Im „On Stage“ trifft sich die Szene zum Austauschen, Kennenlernen, Quatschen – zumindest bis der Goldkehlchen-Chor backstage einfällt und „Eine Muh, eine Mäh“ und Pohlmanns „Wenn jetzt Sommer wär’“ schmettert. Manche ziehen sich in ruhigere Bereiche zurück, Alex Diehl und Max Giesinger hingegen scheinen den Alarm zu genießen. Giesinger überlegt sogar später auf der Bühne scherzhaft, mit den Goldkehlchen noch die Thai Oase – Hamburgs berüchtigter Karaokeschuppen – zu stürmen.

Antje Schomaker macht Schau mit „Ich muss gar nichts“

Es geht auf Mitternacht und das Finale zu. Antje Schomaker macht Schau mit „Ich muss gar nichts“, Max Giesinger singt „Wenn sie tanzt“, Revolverheld präsentiert „Neu erzählen“ und Jupiter Jones berührt mit „Still“. Sängerinnen, Sänger und Bands, die vor Jahren klein angefangen haben und jetzt auf der großen Bühne für die spielen, die gerade klein anfangen haben. Die in die Traversen klettern und Kabel verlegen, Barhocker schleppen oder Club-Kühlschränke füllen.
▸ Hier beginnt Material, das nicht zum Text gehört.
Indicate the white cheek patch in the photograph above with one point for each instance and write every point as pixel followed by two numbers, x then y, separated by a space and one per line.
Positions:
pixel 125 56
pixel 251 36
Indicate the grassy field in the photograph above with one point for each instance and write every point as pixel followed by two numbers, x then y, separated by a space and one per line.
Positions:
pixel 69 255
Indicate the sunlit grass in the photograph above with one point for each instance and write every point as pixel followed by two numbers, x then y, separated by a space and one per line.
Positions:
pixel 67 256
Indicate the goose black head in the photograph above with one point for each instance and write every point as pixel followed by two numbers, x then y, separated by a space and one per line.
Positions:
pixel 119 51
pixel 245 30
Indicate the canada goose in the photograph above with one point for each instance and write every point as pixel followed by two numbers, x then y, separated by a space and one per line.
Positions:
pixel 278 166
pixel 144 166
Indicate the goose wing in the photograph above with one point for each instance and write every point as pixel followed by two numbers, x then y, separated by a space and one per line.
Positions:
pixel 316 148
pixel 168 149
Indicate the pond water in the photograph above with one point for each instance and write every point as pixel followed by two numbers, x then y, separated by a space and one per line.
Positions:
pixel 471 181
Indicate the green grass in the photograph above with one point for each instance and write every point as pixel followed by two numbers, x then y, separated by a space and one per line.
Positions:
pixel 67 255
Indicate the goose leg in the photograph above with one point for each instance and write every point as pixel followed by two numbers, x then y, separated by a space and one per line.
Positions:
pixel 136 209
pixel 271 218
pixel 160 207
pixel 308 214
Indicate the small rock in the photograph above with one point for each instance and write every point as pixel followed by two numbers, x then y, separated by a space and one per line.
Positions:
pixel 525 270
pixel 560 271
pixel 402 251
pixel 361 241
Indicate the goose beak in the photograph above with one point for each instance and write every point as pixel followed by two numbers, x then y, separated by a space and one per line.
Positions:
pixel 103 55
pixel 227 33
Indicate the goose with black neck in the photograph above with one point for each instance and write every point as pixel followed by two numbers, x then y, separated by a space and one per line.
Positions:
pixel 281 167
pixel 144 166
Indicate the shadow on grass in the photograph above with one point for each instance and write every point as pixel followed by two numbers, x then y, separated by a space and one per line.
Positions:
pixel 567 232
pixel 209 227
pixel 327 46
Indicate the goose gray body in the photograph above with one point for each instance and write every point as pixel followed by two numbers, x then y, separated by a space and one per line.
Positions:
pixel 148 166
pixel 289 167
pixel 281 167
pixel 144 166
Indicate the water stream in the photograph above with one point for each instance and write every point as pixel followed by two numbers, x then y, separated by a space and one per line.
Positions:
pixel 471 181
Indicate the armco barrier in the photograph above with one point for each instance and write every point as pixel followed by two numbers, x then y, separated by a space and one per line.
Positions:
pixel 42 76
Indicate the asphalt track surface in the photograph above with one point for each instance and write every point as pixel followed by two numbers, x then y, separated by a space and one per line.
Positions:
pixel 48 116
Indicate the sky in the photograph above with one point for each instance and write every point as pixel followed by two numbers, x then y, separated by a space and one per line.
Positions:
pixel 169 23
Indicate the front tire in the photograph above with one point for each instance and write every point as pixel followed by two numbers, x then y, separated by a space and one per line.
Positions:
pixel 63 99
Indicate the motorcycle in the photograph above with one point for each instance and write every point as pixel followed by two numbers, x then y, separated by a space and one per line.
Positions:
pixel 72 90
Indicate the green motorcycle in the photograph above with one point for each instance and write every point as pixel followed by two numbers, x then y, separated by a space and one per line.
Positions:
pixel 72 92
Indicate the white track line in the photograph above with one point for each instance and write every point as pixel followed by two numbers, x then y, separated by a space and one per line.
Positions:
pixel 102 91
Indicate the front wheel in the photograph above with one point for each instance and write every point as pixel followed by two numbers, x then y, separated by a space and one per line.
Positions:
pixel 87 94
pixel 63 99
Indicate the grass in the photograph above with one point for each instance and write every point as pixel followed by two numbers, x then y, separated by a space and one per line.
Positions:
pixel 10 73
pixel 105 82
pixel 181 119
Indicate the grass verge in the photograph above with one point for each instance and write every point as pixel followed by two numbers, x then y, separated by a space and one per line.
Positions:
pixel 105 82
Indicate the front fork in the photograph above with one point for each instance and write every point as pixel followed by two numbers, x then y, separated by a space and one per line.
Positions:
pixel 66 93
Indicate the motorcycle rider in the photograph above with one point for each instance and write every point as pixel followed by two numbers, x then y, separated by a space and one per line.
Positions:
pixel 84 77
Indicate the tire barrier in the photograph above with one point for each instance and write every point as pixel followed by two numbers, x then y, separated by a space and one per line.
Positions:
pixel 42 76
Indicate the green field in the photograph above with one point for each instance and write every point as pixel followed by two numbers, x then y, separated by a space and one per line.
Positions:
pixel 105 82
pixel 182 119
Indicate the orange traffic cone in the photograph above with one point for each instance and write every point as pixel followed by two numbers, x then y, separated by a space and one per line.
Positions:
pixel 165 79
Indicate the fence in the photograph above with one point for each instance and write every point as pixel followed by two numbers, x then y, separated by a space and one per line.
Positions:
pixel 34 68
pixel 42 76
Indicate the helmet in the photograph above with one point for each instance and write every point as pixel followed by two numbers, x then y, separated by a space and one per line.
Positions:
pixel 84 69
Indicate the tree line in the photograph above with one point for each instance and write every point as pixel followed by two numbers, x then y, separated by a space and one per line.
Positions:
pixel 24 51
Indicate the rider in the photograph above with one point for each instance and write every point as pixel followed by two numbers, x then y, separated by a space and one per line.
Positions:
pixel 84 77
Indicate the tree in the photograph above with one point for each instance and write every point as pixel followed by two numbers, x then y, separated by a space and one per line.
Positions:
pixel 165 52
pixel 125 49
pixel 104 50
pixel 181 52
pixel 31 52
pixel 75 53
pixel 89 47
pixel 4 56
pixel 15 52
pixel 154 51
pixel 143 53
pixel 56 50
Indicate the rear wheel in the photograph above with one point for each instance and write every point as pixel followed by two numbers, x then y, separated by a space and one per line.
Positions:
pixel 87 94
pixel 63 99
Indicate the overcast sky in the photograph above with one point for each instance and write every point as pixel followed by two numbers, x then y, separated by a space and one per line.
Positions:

Nacht acht Stunden beschließt DJ Alle Farben den Abend: „Lasst uns mal Vollgas geben“. Das Publikum des Livestreams hat Vollgas gegeben und schon mehr als 100.000 Euro für die Initiativen #coronakuenstlerhilfe, #handforahand, 1st Class Session e.V. und Ohne Kunst und Kultur wird’s still e.V. gespendet.

Ein kleines Licht in dunkler Zeit, so wie es Revolverheld singt: „Ich lass’ für dich das Licht an“. Eigentlich geht der Text mit „ich schaue mir Bands an, die ich nicht mag“ weiter, aber an diesem Abend sind alle Bands toll.